Our Gospel reading today consists of two parts. The first centers on Jesus’ prediction of his destiny and end: the Son of Man will be killed. The second comes in response to an argument about who is the greatest. And Jesus took a child and put the child among them. What lessons are there here for us?

In the first section Jesus is teaching his disciples, and announces that the Son of Man will be betrayed into human hands, who will kill him, but he will rise again. The disciples did not understand and were afraid to ask. We too have difficulty understanding. If God loves the world, and God is good, and wishes to save us, why did it involve the death of his Son? The Greek word for betrayed, paradidotai, carries the meaning of necessity and martyrdom, that somehow and for some reason, God could only offer salvation by this means. “Like a gentle Lamb led to the slaughter.” Why, God alone knows. We are not required to understand the why, but accept its results. Central to our faith is the sign of the cross. It cannot be bypassed, removed, or ignored. It is a perpetual reminder of God’s costly gift to us, the laying down of the divine life so that we might have eternal life.

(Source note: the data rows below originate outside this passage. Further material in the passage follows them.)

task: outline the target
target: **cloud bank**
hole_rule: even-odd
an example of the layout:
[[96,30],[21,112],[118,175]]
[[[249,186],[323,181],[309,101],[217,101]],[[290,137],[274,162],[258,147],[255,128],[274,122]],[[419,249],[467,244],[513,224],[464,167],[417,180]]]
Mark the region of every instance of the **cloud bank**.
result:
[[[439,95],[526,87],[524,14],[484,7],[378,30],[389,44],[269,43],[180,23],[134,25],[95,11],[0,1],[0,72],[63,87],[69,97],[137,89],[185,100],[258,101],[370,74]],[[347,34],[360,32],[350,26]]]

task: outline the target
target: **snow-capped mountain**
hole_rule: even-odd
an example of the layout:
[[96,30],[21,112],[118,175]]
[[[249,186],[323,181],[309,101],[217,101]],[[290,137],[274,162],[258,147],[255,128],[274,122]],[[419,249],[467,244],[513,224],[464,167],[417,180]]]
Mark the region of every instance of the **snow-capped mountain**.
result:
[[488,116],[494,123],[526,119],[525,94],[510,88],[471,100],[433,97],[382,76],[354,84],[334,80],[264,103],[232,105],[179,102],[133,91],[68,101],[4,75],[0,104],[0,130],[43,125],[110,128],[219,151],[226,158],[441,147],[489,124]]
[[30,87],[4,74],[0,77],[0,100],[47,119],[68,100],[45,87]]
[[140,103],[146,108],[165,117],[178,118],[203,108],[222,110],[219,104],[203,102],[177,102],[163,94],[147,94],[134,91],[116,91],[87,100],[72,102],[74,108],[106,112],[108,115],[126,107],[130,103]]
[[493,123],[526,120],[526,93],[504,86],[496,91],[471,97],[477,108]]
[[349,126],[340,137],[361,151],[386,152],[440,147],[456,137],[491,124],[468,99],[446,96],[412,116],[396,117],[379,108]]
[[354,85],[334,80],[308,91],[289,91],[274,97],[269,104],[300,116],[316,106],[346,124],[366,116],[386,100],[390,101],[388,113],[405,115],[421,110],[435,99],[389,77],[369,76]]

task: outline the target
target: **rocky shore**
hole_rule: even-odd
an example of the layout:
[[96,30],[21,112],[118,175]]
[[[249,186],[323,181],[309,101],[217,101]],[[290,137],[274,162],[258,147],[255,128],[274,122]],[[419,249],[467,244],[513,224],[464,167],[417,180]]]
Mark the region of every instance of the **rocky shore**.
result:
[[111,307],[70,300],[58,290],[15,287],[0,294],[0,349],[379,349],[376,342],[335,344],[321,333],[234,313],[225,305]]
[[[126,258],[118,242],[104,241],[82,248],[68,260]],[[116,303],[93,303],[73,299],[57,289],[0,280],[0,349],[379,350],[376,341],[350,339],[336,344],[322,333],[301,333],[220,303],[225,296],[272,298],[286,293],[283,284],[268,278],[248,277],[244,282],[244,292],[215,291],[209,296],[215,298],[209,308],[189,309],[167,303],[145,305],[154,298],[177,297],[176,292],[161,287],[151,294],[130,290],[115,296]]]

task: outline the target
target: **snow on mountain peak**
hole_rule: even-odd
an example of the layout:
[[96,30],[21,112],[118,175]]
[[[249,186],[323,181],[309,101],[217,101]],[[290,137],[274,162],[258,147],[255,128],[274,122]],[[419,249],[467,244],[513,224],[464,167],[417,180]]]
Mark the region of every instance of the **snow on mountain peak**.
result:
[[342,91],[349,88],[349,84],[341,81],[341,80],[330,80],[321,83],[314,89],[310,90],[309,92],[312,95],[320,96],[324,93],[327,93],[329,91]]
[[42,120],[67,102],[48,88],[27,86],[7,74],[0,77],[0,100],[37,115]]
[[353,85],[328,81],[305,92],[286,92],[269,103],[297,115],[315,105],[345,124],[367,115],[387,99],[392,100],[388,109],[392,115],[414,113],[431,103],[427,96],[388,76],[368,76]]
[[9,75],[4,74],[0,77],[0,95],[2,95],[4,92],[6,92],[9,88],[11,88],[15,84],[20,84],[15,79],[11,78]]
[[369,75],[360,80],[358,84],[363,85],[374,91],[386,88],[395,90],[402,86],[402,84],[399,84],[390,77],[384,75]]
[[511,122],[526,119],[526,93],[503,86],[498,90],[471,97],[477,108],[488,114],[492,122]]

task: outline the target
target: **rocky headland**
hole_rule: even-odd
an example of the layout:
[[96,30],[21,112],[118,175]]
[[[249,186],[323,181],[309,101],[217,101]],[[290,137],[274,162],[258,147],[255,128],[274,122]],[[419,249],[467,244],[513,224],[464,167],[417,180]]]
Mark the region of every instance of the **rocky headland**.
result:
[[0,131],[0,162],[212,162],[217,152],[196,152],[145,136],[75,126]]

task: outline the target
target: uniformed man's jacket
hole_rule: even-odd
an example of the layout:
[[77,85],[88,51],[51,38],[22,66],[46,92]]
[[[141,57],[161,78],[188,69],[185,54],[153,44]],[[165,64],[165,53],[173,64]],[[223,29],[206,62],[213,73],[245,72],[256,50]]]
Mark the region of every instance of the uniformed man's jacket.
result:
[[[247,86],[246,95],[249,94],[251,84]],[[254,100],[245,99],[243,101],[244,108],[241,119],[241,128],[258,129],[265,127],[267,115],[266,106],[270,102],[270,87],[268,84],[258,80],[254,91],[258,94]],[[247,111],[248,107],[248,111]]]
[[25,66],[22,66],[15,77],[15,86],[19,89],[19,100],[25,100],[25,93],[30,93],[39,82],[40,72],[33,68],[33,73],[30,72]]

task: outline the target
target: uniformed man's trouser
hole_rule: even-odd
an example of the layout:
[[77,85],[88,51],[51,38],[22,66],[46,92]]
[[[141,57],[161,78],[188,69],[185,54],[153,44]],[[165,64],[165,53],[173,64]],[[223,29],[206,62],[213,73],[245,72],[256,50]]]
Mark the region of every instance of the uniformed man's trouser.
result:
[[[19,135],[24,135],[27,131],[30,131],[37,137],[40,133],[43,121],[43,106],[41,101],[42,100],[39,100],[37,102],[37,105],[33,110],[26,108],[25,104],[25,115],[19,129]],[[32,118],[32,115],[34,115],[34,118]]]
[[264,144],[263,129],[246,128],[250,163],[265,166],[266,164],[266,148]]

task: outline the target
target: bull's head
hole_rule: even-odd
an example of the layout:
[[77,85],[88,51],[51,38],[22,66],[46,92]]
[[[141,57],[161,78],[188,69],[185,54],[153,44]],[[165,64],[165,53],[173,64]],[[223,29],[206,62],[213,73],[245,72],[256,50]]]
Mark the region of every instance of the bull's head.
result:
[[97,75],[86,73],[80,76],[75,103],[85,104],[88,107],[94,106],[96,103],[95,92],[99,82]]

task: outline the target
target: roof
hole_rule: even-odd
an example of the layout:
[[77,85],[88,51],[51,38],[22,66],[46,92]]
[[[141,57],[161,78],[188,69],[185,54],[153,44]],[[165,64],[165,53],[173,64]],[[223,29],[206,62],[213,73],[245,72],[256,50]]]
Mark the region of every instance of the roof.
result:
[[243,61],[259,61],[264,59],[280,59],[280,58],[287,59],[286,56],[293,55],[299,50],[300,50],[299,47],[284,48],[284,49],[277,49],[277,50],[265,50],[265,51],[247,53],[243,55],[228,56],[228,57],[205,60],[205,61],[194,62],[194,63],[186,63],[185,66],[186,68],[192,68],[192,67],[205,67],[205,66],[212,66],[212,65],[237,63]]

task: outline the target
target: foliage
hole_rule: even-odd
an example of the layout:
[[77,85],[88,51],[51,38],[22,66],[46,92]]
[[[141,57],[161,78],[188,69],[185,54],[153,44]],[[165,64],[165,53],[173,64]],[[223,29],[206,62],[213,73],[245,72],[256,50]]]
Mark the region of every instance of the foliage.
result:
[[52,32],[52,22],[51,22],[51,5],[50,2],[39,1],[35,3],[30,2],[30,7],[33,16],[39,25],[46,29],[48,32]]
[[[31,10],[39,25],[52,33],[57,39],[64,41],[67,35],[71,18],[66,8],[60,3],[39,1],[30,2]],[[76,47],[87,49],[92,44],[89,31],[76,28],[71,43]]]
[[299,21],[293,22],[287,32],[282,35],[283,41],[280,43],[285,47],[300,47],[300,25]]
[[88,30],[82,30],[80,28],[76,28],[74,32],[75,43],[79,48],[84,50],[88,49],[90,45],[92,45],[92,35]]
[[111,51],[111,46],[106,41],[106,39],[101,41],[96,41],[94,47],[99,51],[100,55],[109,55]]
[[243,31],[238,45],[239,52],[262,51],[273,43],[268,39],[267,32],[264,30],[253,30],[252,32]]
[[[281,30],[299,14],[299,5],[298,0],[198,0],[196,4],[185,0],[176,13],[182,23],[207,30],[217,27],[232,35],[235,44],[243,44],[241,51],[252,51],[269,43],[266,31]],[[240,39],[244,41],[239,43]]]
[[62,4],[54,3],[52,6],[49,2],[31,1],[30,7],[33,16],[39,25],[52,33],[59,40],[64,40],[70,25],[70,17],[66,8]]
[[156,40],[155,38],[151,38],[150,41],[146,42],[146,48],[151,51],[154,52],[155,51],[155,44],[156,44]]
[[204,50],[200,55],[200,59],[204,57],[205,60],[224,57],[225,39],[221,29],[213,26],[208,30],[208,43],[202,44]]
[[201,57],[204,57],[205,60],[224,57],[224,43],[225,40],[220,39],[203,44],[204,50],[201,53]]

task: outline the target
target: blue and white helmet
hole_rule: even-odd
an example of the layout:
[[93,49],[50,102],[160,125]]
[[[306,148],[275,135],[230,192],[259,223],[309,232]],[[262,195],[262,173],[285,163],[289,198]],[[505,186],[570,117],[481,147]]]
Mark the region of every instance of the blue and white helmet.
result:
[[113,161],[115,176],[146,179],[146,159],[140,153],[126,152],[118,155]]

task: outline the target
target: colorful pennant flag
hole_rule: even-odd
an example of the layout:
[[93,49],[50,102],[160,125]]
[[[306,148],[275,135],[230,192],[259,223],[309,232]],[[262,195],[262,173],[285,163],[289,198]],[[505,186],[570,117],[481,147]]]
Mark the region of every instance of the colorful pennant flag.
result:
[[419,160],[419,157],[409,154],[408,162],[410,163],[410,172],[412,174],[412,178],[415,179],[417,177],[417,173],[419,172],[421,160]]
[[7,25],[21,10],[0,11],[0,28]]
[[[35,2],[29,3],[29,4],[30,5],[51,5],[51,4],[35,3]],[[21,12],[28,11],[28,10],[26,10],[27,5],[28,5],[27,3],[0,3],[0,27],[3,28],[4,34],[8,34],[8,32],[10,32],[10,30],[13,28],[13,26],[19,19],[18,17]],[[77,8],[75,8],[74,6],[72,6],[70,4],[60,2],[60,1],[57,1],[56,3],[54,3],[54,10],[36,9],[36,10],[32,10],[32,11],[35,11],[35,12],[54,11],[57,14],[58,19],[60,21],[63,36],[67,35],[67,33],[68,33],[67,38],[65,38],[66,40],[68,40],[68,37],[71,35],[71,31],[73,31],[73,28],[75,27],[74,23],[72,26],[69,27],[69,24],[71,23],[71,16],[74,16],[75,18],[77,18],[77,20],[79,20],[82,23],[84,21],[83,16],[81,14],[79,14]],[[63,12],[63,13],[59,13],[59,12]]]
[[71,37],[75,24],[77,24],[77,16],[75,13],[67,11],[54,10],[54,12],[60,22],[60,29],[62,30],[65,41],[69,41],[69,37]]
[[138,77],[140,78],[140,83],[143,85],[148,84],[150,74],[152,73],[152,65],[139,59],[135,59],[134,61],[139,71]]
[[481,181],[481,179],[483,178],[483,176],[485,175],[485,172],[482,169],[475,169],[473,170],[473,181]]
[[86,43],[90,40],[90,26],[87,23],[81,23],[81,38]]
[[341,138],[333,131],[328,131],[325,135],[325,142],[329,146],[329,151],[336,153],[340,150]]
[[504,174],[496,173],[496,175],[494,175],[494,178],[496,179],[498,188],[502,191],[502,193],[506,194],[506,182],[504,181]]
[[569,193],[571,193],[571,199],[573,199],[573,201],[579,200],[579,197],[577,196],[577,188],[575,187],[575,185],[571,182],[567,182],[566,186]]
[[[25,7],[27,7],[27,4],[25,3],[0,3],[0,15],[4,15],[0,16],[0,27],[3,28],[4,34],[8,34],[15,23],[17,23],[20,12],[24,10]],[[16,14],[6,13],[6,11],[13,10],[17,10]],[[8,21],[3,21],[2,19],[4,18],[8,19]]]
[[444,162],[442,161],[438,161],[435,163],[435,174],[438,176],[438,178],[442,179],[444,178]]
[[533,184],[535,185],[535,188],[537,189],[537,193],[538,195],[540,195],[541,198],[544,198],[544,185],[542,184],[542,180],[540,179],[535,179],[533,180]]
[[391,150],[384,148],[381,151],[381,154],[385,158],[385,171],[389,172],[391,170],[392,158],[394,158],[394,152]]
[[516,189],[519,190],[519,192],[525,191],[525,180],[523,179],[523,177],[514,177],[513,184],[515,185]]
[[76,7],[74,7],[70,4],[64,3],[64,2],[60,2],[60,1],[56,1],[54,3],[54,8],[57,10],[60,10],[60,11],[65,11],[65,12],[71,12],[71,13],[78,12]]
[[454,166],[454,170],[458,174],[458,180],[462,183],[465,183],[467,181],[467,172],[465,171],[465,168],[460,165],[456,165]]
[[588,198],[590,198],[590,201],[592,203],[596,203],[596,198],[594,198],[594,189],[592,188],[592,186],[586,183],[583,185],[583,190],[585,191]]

The disciples did not understand, but they were able to argue among themselves. We continue to be like them. The wider Church and most congregations manage to find some minor thing to argue about, squabble and fall out about. Our reading from James asks, where do those conflicts and disputes come from? Here in the Gospel it is about who is the greatest. All groups have to have some leadership if they are going to achieve their goals. But with leadership comes a certain authority, and with that, power, with all the possibility of annoyance and disagreement, and even resentment that go with these.

But Jesus does something odd. He didn’t tell a parable, but enacted one. He took a child and announced, “Whoever welcomes one such child in my name welcomes me, and whoever welcomes me welcomes not me but the one who sent me.”

It was the Victorians who invented the cult of the child, and we continue to expand it. Children are potential consumers, and a great deal of advertising is aimed at them — or at least, for them to persuade their parents about what they need. Some see this as the erosion of the innocence of the child. Because of our cult of the child, it is easy for us to see in this Gospel incident an appeal to the innocence of a child in contrast to the disciples squabbling over who is the greatest. In fact, as any parent knows, children are far from innocent They are frequently very calculating and deceptive. And there was no cult of the child in the first century. Rather, in the first century children were the bottom of the social heap, having no rights whatsoever. So when Jesus places a child at the center, he is not proclaiming innocence; instead, he is reversing the cultural and social order. He is enacting that the first shall be last, and the last shall be first.

In the Church, hierarchy and leadership properly understood is always one of service and humility. And although children are far from innocent, they are trusting. So we are called to be like children. Not childish, but trusting in God as children trust.

But Jesus says: “Whoever wants to be first must be last of all and servant of all.”

God asks little of us that he himself has not already done. On the cross, the Son of Man became last of all and servant of all. As Jesus said elsewhere in the Gospel, “The Son of Man came not to be served, but to serve and give his life as a ransom for many.” It was exemplified on the cross.

In our second reading St. James says: “Draw near to God, and he will draw near to you.”

In fact, in Jesus Christ, God has already drawn near to us. When we serve one another so we can serve the world, we draw near to God, for we share his life of being servant of all.

The Rev. Dr. Bryan Spinks is Bishop F. Percy Goddard Professor of Liturgical Studies and Pastoral Theology at Berkeley Seminary at Yale. He preached this sermon at St. James, Higganum, Conn, where he was serving as priest in charge.